Mentre tornavo al posto sentivo i suoi occhi che mi seguivano e al tempo stesso guardavano le altre bambine con disapprovazione. Ne ero certa.
Ogni giorno uguale all’altro.
Ero in sciopero dalla vita.
Parlo pesante, ma ho veramente vissuto tutto questo.
I tentativi della maestra di sbloccare il groppo che avevo in gola, non servivano. Nell’intervallo (io me ne stavo per mio conto con gli occhi chiusi appoggiata al muro) una della mia classe mi si avvicina… sbircio appena… lei mi sorride, mi prende una mano e mi ci mette sopra una caramella. Non sono riuscita a dire nemmeno grazie.
Me la sono ficcata in tasca e l’ho conservata non so per quanto tempo. Mai mangiata.
Persa.
I traslochi.
Peccato.
Quella caramella, quel gesto m’ha dato molto da pensare.

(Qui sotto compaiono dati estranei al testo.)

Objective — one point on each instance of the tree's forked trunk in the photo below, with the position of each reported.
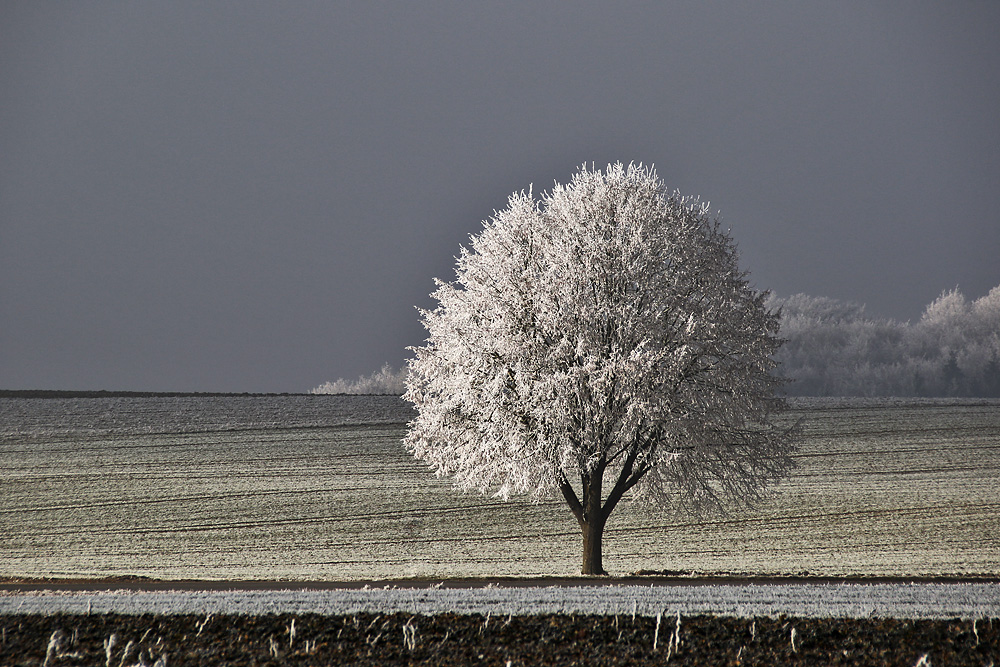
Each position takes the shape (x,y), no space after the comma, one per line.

Sì mi avevano detto sguercina, e “Marchiata da Dio!” ma forse non era una cosa così brutta come pensavo...
La caramella donata all’improvviso, mi aveva messo in crisi.

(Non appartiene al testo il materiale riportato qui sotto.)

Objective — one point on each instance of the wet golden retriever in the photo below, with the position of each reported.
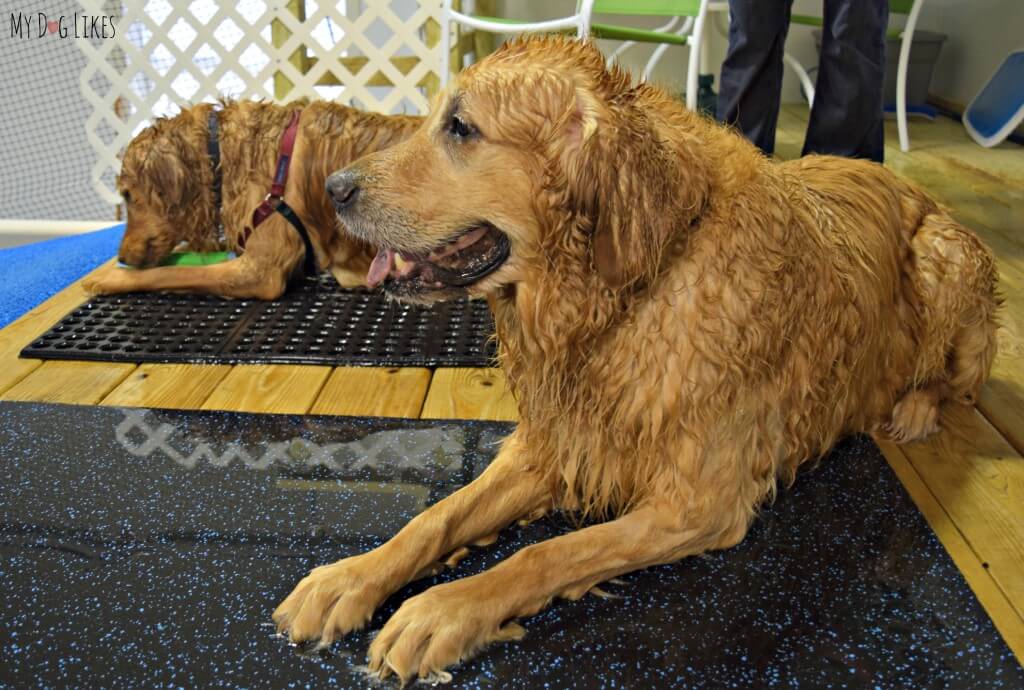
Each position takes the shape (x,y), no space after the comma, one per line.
(683,320)
(167,181)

Erano state cattive… o ero io ad essere permalosa oltremisura, come mi diceva sempre la mia mamma? A quella età non si misurano le cose con il giusto metro. Né da una parte, né dall’altra.
Forse ho esagerato a prendermela tanto… sì devo proprio aver esagerato… mi ero anche chiusa come un riccio… forse ero diventata proprio antipatica… anche la maestra così gentile e io sempre a non rispondere alle interrogazioni…

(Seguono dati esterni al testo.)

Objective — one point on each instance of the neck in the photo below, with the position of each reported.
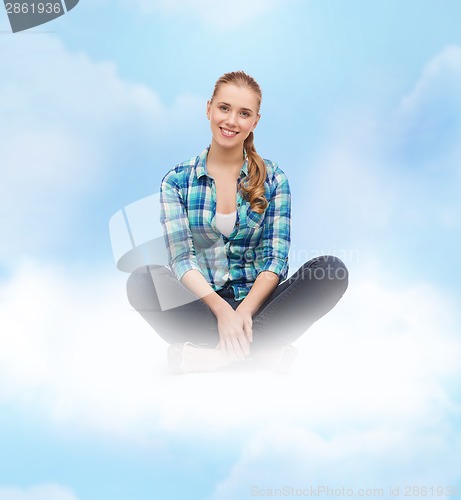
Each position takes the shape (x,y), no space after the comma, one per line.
(227,158)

Che fare? Penso. Deciso. Natale. A natale…
Lavoro sodo con carta velina colorata e forbici. Una certa mia zia Ida, mi aveva insegnato a fare cose miracolose con la carta velina. Taglia, incolla, taglia-incolla carta colora… forza…
Quante me ne mancano?
Finalmente: finito!
Arrivo a scuola con addosso l’incertezza di quanto stavo per fare… non mi sentivo sicura di niente. Insomma, piena di complessi sin d’allora, vado al mio posto con gli occhi semichiusi… e mi si ferma il cuore.
Il mio banco era pieno di caramelle, bigliettini di tutte le forme… a cuore, dorati… disegnati… gentilezze insomma.
Che potevo fare dopo tanto tempo di disperazione e silenzio se non scoppiare a piangere?
Emotiva fin da piccola.
Tutte le bimbe mi vengono intorno, mi abbracciano, si stringono a me… arriva anche la maestra… anche lei mi abbraccia. “buon natale!!!!”.
Estraggo dalla cartella i, credo 12, pacchettini, più uno per la signora maestra: “buon Natale anche da parte mia” bisbiglio.
Curiose scartavano il mio regalino. Esclamazioni di meraviglia. Cosa avevo fatto? Avevo per ognuna intagliato nella carta velina il nome, poi l’avevo dipinto con fiorellini d’argento, d’oro, rosati... Per la maestra avevo intagliato 13 testoline con i nomi di tutte le sue alunne.
Pace era fatta.
Contentaaa!
A 9 anni, mia madre mi portò a Novara dove un certo dott. Boccia, mi ha operato per raddrizzarmi l’occhio sinistro.
No, non è andato bene l’intervento. Fatto si è che cresco. Ogni anno cambiavo paese e scuola. Credo di non aver più fatto caso alla gente che mi stava intorno… non ricordo nulla di particolare.
Collegio san Ambrogio di Varese. Media borghesia, ricchi e riccotti.
Lì non sentivo emarginazione a causa del lavoro della mia famiglia. Mi trovavo bene tra tanta gente. Eravamo in tante… mi ero fatta un’amica, ma proprio amica. Era una ragazzina minuta, i capelli corti, molto timida. Con me parlava.
Allora non lo potevo capire. Ne sentivo solo il peso.